Situation 3 - God might exist

Maybe you ignore the evidence that a lot of the biblical stories didn't happen or the contradictions and the evil and bile and hatred and truly horrific things god did and think, maybe he's real; I'll be a christian and have faith.

Well, you shouldn't. If he's real he's a nasty bastard. Lukemia, dementia, the eye-worm (thanks for that Stephen Fry). Remember, they're 'his' creations. "All things dull and ugly, all creatures short and fat. All things rank and cancerous ..."

Then we move on to Hitler, rape, child soldiers...

I understand the logical get-out-clause of him allowing free will but that experiment's clearly failed! Maybe it's time for the omnipotent god to step in!
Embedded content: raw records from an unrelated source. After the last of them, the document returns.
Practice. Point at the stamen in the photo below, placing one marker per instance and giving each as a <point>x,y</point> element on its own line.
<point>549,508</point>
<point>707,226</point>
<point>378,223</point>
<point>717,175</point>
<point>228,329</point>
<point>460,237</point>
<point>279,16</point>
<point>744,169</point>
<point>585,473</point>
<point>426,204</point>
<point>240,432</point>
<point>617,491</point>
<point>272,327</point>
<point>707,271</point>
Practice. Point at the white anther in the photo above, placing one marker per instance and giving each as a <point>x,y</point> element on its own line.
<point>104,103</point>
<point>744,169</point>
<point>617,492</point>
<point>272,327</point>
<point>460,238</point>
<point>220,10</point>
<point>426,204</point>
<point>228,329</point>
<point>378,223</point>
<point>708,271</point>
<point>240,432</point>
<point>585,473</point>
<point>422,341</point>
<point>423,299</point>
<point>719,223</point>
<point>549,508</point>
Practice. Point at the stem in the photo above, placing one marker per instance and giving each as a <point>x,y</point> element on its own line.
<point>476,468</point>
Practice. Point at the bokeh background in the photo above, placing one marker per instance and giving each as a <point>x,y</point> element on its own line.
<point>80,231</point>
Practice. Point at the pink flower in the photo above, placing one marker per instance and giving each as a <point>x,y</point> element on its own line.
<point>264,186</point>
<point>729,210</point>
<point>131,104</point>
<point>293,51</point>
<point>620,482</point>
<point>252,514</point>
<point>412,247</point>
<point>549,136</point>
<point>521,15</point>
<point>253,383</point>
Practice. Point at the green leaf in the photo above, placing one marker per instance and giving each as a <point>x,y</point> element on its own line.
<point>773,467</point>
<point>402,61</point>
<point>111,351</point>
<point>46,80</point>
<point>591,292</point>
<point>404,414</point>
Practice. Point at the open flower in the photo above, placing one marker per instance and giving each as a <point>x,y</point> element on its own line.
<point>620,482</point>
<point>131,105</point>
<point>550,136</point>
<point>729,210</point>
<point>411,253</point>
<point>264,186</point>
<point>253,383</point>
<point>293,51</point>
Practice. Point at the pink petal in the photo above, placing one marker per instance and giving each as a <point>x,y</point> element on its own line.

Maybe he isn't real and I can base my life on my own morality. I think everyone's born equal regardless of sexuality, religious persuasion or otherwise. I judge people on their merits. I want to be a good person because it benefits society. I see us all as animals who evolved along with the rest of our planet. When we die, we feed the worms and trees and the miraculous cycle begins again.
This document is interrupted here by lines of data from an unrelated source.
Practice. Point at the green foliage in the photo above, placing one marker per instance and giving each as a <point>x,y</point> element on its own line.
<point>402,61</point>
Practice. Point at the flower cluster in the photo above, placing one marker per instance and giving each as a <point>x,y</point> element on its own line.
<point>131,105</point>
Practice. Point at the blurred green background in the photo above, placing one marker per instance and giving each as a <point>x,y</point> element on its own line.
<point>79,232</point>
In my eyes I do better than anyone living by the gospel but that's besides the point. The only person who watches me, who keeps me safe, who sees everything and judges my worth, who knows when I could have done better and is full of pride when I show love and compassion and understanding with knowledge of my innermost thoughts is ... me!

I fervently believe that you cannot be a good 'abrahamic faith person'
(they're the three I know enough about to comment on) and a good person. Following the book of your choosing doesn't allow it.

Good people who call themselves christians etc are hypocritical by virtue of the fact that they are ignoring their scriptures. Good on them but I think it's good to point it out to them before they indoctrinate their own children.

People who do follow their scriptures think gays go to hell, rape victims need marry the rapists, women should be treated differently by society be that not going to church when menstruating or dressing modestly and all kinds of other unacceptable views. They are not good people. Well, they may have been led astray by religion but that's a separate discussion.

I think that the only possible argument I struggle to contend is that their faith can bring people comfort. However, I think that the only reason it can is because these people have already been brainwashed. I went to a well-known reasonably religious school near Brighton and realised as a first year in chapel what nonsense we were listening to. If I hadn't I can understand that I would take comfort in a god.

Good people who do so are not following their book though. They might be good people but that's because they ignore the majority of their scripture and rely on an invisible comforter.

There is my argument against religion. It has brought nothing. It poisons everything. It makes good people do evil or good people ignore the teachings and be good despite claiming their religiosity.

I think I've rambled a bit but I hope I've explained why I am a staunch anti-theist.

In the face of absolutely no evidence, why are you a christian?

Despite the atrocities that your god committed, why do you love and worship him?

How is your life better in any way thanks to your religion (and the invisible comforter argument doesn't work!)

Dontforgetyourtowel · 05/02/2018 12:40

nextDayDelivery preach! Grin

KateAdiesEarrings · 05/02/2018 12:56

It may be worth reading some theologians if you genuinely want to debate religion. The gap between your perception and the reality of religion, faith and theology, is too wide to debate across.
You're obviously very angry and emotional about what you perceive other's views to be. You may find it helpful to try to process why you feel so strongly about it. You're not going to find answers or peace on a MN board.
And it is ironic that the staunch atheists on MN feel the need to 'preach'.

FluffyWuffy100 · 05/02/2018 13:00

How does that work if both parents go to church?

You could attend different services.

LaurieMarlow · 05/02/2018 13:00

Short of trying to persuade people to change their mind on brexit, I can't think of anything more pointless than trying to persuade people to change their mind about faith on mumsnet.

But whatever floats people's boats I guess.